6.3. De Afdeling is van oordeel dat de raad toereikend heeft gemotiveerd dat de vestigingsbeperking met het oog op het beschermen van het stedelijk milieu gerechtvaardigd is. Daarbij betrekt de Afdeling het Rho-rapport, waarin staat dat er met het huidige supermarktaanbod al sprake is van een overschot aan supermarkten in Gorredijk, waardoor de vestiging van een supermarkt buiten het centrumgebied nadelig is voor het functioneren en de vitaliteit van het centrumgebied. Volgens het Rho-rapport zou die ontwikkeling leiden tot een toename van leegstand. Weliswaar staat in de marktverkenning dat de leegstandssituatie in Gorredijk in vergelijking met de rest van de provincie en de benchmark van vergelijkbare kernen gunstig is, maar gelet op het voorgaande heeft de raad zich redelijkerwijs op het standpunt kunnen stellen dat bescherming van het stedelijk milieu alsnog nodig is om die gunstige leegstandssituatie te handhaven.

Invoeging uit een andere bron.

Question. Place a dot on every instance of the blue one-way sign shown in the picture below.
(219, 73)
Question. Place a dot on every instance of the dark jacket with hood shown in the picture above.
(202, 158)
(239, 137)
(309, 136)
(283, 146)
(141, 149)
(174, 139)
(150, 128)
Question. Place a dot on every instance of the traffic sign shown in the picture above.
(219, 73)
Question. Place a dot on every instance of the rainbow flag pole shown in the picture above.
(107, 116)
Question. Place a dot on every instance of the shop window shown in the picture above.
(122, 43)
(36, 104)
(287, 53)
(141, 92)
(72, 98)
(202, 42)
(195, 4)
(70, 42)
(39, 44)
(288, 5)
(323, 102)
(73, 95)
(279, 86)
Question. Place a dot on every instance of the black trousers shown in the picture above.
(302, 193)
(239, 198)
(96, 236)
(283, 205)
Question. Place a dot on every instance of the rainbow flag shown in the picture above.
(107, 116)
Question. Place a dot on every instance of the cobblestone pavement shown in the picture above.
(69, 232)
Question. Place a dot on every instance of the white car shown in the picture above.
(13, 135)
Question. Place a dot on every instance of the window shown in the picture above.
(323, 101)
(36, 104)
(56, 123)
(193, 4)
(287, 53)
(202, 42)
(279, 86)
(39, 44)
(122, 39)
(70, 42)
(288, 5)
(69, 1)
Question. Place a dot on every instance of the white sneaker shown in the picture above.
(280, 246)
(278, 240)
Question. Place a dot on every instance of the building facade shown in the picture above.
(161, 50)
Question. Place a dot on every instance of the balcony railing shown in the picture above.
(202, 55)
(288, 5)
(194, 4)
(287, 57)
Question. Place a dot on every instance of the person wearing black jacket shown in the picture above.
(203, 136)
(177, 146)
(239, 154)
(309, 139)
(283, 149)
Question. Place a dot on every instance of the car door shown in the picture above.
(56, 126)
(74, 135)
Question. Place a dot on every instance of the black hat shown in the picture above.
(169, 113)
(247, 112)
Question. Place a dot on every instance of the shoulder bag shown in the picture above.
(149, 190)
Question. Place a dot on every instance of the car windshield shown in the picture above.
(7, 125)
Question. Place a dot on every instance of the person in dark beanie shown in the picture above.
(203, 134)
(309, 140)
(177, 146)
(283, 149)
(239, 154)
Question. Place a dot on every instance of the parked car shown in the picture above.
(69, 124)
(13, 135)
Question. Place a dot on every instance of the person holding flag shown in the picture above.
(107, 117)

Verder staat op pagina 2 van het tegenrapport wel dat er wordt getwijfeld aan de bevindingen in de marktverkenning, maar hierin is niet onderbouwd waar die twijfels op gebaseerd zijn. De Afdeling ziet hierin daarom geen aanleiding voor het oordeel dat de raad zich niet op de marktverkenning heeft mogen baseren. Dat de raad in het besluit van 17 januari 2022 niet heeft gedefinieerd wat hij bedoelt met de vitaliteit van het centrumgebied of welke mix van winkels in het centrumgebied hij beoogt te beschermen, maakt dit niet anders. Dat met de vestigingsbeperking wordt beoogd om de supermarkten in het kernwinkelgebied te behouden, maakt verder niet dat de noodzaak van de planregel vooral ziet op het regelen van de concurrentieverhoudingen. Gelet op wat hiervoor is overwogen heeft de raad zich op goede gronden op het standpunt gesteld dat het doel waarmee hij het opnemen van de vestigingsbeperking rechtvaardigt, namelijk de bescherming van het stedelijk milieu, een dwingende reden van algemeen belang vormt.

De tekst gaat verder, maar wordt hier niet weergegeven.